Levanto-a pelo colarinho sem dificuldade. Nos encaramos. Testas coladas. É como ver um espelho, só que prestes a estilhaçar.

- Mackenzie. - Seu hálito doce me enoja mais do que sua entonação.

Meu sorriso de desdém vai de orelha a orelha. Isso lhe afeta, pois é exatamente como ela faz.

- Rainha Elara. - Quase cuspo seu falso nome. - Ou posso lhe chamar de Eliea?

- Você não podia ter se contentado com seu país de merda, não é? Você tinha que vir para cá! Nos irritar com sua presença.

Sempre fui a irmã com o pavio mais curto. Isso justifica o soco que lhe desferi. Sinto seus dentes colidirem.

- Para lembrar de sua posição aqui, Eliea.

Como uma largada dada, meus homens atacam os seus. Com certeza temos a vantagem contra um bando de recém caídos do céu. Mesmo que esse bando seja grande em comparação ao meu.

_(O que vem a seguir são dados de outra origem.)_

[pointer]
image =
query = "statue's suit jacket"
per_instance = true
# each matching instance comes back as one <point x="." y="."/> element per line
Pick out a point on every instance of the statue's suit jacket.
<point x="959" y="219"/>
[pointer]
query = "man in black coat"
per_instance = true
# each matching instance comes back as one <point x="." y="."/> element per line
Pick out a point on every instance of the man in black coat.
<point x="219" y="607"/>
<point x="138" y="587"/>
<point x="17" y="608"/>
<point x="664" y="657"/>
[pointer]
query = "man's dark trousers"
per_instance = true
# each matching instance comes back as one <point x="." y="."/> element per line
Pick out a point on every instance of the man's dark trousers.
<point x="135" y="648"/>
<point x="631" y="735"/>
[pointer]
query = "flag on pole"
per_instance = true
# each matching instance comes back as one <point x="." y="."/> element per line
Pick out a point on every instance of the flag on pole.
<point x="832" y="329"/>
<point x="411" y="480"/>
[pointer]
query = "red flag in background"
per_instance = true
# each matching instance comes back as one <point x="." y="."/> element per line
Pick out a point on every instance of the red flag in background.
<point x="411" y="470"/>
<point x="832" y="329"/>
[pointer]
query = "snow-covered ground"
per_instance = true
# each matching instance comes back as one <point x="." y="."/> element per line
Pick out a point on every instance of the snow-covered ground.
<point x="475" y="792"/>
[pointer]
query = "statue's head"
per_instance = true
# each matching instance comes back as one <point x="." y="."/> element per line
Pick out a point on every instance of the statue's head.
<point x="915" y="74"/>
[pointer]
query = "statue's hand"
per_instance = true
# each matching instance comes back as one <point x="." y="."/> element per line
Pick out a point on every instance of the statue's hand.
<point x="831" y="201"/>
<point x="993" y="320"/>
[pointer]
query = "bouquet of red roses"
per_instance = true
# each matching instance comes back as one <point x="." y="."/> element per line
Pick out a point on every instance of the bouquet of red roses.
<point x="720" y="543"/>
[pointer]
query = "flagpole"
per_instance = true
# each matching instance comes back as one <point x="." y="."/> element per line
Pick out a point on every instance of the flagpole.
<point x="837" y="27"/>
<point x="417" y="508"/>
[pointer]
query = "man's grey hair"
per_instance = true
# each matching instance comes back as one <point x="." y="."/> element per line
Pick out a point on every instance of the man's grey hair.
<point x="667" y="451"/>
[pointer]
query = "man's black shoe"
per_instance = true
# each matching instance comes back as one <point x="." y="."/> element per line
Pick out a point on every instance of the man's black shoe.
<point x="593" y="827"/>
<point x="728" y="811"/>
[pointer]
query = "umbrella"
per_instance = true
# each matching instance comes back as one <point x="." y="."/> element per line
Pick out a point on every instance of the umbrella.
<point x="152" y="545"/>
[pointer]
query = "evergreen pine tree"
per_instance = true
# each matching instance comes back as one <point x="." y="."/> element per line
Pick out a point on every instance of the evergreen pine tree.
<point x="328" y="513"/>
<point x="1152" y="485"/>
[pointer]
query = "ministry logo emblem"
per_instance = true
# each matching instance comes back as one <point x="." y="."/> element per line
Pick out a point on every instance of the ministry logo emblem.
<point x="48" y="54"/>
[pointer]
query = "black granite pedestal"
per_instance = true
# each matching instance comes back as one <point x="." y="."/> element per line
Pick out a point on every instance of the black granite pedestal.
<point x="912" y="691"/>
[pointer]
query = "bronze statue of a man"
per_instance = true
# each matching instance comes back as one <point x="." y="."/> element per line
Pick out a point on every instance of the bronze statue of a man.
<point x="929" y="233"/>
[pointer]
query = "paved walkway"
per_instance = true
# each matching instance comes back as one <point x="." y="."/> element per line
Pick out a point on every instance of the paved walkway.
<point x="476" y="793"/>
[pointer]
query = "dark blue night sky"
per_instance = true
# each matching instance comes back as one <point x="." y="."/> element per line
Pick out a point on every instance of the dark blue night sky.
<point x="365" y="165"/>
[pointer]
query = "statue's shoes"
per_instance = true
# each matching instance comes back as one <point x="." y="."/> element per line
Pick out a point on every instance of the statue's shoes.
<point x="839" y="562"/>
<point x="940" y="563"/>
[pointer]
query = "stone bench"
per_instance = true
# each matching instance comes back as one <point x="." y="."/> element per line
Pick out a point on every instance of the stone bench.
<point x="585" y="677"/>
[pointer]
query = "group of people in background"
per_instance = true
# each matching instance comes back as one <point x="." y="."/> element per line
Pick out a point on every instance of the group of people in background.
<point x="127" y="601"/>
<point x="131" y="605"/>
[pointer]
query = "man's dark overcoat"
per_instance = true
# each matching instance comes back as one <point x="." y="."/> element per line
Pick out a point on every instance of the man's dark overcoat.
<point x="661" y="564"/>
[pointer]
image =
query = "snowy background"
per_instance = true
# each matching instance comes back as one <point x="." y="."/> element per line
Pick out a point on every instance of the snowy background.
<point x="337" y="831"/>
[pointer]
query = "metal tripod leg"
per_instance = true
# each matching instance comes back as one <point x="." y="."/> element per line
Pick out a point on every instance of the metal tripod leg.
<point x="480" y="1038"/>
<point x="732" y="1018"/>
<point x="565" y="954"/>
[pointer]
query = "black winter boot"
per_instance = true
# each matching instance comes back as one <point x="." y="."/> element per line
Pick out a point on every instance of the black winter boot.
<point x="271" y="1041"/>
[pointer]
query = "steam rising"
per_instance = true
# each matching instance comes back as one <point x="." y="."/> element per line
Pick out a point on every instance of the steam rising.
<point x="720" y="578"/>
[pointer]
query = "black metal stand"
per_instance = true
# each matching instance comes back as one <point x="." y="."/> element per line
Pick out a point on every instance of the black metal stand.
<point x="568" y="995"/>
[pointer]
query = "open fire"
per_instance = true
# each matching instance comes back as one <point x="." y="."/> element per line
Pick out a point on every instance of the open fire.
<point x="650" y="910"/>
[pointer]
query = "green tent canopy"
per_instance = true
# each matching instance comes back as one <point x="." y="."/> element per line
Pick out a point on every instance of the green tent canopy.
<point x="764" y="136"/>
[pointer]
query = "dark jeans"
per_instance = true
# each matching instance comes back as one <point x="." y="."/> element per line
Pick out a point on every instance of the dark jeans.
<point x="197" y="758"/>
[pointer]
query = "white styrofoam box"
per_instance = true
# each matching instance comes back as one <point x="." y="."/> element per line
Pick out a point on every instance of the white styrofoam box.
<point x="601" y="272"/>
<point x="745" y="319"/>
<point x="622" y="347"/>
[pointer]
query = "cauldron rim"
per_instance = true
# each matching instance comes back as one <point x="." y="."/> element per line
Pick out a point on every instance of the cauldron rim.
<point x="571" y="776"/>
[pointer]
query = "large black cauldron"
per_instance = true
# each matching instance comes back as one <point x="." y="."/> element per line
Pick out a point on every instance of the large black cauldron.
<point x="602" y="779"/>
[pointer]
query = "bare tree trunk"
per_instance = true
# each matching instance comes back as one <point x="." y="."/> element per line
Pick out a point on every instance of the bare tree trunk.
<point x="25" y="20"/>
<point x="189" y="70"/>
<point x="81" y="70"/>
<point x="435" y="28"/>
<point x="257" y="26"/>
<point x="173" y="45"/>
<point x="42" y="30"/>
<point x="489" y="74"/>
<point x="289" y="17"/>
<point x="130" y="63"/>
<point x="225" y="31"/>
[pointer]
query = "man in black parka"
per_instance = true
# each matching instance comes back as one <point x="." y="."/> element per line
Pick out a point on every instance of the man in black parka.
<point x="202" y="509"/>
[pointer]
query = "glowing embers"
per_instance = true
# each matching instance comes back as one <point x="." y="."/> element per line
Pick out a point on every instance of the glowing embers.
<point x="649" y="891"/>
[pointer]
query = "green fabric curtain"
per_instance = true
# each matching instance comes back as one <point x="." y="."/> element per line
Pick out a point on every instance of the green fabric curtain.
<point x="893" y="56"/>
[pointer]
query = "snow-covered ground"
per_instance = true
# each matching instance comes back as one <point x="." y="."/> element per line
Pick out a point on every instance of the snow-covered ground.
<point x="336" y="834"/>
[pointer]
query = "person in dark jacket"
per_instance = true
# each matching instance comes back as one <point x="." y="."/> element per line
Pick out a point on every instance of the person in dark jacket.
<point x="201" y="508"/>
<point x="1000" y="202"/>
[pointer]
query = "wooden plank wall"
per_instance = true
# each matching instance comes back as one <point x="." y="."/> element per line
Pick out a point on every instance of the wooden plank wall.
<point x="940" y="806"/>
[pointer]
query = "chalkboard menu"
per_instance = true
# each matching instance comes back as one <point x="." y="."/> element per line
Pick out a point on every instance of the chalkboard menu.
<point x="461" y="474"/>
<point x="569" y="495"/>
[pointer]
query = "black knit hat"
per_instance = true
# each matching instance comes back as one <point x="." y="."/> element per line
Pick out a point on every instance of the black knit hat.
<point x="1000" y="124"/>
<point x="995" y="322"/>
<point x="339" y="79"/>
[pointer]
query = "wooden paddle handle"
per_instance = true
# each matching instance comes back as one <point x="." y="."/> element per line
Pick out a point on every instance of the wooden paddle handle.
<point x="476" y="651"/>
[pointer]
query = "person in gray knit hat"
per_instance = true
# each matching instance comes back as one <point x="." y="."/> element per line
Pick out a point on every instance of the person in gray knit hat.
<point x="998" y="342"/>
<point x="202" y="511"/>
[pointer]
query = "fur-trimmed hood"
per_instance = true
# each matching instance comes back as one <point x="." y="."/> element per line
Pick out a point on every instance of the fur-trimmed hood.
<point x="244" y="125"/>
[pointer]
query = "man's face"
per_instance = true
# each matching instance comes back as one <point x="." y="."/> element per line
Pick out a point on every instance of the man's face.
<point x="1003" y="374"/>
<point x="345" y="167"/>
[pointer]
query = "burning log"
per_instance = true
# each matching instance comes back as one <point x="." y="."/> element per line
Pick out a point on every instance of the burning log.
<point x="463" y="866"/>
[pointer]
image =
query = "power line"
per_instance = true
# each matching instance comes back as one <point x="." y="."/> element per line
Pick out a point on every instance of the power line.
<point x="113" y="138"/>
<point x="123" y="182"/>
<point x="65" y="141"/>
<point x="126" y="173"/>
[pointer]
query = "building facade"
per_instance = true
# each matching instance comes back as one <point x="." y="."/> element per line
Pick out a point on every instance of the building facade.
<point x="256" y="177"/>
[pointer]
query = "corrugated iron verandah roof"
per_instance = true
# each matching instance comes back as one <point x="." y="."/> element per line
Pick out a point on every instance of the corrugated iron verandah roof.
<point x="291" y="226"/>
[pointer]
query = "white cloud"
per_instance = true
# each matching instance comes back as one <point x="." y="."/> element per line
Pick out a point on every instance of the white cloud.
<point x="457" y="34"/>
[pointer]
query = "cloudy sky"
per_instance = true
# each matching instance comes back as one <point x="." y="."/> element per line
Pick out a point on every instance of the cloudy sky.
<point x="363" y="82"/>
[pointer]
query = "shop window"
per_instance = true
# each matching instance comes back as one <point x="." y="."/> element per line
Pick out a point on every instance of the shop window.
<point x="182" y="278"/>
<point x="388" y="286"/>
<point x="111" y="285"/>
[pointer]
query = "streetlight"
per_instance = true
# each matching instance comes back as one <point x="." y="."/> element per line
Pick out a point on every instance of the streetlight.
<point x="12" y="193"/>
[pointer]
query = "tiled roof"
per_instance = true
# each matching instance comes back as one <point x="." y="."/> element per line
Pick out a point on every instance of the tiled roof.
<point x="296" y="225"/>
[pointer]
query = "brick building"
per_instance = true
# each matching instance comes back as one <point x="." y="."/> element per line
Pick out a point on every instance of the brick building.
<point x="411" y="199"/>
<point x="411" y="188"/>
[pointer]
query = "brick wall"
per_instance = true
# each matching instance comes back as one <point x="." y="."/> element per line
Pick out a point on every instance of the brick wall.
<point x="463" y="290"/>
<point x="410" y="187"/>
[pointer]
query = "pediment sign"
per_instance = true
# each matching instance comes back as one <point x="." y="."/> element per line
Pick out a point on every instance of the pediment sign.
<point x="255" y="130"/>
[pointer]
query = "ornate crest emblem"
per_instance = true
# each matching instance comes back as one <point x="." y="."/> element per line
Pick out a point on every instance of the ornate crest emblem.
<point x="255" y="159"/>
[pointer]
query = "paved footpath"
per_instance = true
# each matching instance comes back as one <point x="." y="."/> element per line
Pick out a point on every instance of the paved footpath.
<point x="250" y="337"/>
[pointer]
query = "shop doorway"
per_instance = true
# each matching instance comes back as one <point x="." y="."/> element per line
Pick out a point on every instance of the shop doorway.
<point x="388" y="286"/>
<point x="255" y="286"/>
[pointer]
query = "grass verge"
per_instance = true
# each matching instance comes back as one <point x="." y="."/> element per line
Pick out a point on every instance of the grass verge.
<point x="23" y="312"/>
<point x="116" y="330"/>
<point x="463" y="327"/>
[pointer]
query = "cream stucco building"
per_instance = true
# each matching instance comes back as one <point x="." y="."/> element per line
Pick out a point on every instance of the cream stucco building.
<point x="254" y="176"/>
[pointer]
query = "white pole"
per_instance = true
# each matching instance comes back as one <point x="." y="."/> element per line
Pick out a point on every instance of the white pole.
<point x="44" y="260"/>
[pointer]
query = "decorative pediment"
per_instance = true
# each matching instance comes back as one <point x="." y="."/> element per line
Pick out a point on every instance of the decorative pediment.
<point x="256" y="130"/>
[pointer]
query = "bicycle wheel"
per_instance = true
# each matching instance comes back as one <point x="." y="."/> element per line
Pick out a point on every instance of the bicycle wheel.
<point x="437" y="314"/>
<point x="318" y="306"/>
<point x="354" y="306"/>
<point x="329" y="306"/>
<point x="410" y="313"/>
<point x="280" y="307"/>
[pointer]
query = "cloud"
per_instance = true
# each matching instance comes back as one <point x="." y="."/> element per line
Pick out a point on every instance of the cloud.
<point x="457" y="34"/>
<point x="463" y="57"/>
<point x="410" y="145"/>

Eliea foi esperta ao trazer o dobro de silenciadores. Eles agem rápido e cada um imobiliza no mínimo dois soldados meus. Não aceitarei perder hoje. Corro até ela e sou atingida por um jato de água. Caio no chão e uma bolha se forma ao meu redor. Para me afogar. Para me matar. Não. Para me prender.

Eliea se levanta lentamente, se apoiando em uma perna que pende de uma forma estranha. Ela me olha de cima e seus olhos eletrizantes fitam os meus. Sei o que está tentando fazer. Ela tenta, mas não consegue. Há anos trabalho minha própria mente, tentando blindá-la. Sou uma murmuradora da Casa Merandus. Ela precisará de mais do que isso para me atingir.

Meu silenciador finalmente se esquiva de um soldado e vem até mim. Rapidamente, sinto uma bolha de silêncio ao meu redor. A água cai, seu poder diminui. Eliea não perde tempo e investe contra mim. Ela agarra meu pescoço e finca suas longas unhas na minha carne. Minha visão turva e sinto falta de ar. Além da dor dilacerante de carne sendo rasgada. Coloco toda minha atenção na minha mão direita. Agarro lentamente a faca na bainha. Desfeito um golfe contra seu braço e sinto o sangue quente deslizar sobre a minha.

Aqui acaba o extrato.